Bon après il ne faut pas exagérer, car Love in the Afternoon a de nombreux défauts et ne jouit pas du même charme délicat malgré la présence (toujours exquise en ce qui me concerne) de Audrey Hepburn, qui contribue énormément au charme (ou au rejet, je suppose, selon l'adhésion) de l'ensemble. Il y a un petit côté récit d'apprentissage dans son histoire, tout d'abord un peu sous la protection de son père, puis de manière inopinée dans un premier temps au contact de Gary Cooper — mais la phase d'apprentissage sera très rapide et elle gagnera son indépendance avec une vitesse surprenante, jusqu'à mener en bateau le Don Juan américain.
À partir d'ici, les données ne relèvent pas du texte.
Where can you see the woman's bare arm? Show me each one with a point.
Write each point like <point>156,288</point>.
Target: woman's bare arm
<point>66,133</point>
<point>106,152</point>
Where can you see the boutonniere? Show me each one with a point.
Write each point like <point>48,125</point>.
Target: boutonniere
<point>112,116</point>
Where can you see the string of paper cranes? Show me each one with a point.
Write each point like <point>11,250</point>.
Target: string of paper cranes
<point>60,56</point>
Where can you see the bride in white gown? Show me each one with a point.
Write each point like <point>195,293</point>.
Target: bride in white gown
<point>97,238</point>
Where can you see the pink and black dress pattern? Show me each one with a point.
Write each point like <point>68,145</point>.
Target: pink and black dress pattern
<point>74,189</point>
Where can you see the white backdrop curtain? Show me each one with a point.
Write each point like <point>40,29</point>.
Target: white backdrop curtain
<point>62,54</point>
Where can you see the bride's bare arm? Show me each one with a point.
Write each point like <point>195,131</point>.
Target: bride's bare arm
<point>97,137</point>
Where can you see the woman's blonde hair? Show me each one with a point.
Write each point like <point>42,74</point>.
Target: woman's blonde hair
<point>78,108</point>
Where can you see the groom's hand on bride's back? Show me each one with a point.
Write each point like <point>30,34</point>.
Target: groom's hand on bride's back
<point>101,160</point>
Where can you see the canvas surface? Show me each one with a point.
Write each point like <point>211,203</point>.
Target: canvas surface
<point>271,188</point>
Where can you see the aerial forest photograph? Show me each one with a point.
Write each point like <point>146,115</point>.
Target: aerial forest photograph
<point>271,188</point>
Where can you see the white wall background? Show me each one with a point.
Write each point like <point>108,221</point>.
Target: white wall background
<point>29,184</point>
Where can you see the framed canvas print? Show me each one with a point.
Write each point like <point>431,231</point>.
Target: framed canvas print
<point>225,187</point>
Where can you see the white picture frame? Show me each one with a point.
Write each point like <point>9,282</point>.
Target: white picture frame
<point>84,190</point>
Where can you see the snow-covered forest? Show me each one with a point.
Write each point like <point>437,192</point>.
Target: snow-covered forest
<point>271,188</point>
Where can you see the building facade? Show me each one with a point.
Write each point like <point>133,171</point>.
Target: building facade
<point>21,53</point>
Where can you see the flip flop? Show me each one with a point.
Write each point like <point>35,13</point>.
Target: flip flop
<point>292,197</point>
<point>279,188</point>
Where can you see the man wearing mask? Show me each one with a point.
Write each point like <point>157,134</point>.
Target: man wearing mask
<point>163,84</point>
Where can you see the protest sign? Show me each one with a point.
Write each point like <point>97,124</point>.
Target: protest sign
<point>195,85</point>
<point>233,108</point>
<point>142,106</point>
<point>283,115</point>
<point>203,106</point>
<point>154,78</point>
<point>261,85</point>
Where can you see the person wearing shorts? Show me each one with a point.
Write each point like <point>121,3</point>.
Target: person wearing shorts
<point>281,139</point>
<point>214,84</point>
La partie en lien avec le travail du père, détective privé, est très légère et ne vaut le détour que pour son interprète, Maurice Chevalier. En revanche, elle permet d'aboutir sur une conclusion très surprenante : pendant tout le film, on sent qu'il y a une petite dissonance entre la toute jeune Hepburn et le vieillissant Cooper (ils ont près de 30 ans d'écart quand même, et ce fut un petit scandale à l'époque), et il faudra attendre la toute fin pour voir établi un parallèle entre le père et l'amant, unit dans un même plan qui établit la correspondance de leurs âges. Deux corps vieillissants. C'est très bien trouvé, très percutant. Il flotte sur toute l'intrigue de petites touches subversives, sur le thème du libertinage et de la liberté sexuelle pour les deux amants — avec un effet miroir qui pose des questions intéressantes — qui ont recours à différentes formes de mensonge. Selon la perspective adoptée, le sexe est tour tout épanouissant ou sale, drôle de renversement. Un petit goût de désenchantement, aussi, au milieu de la comédie romantique superficielle.
Une tirade très cliché censée caractériser la vie parisienne : "In Paris people eat better, and in Paris people make love, well, perhaps not better, but certainly more often."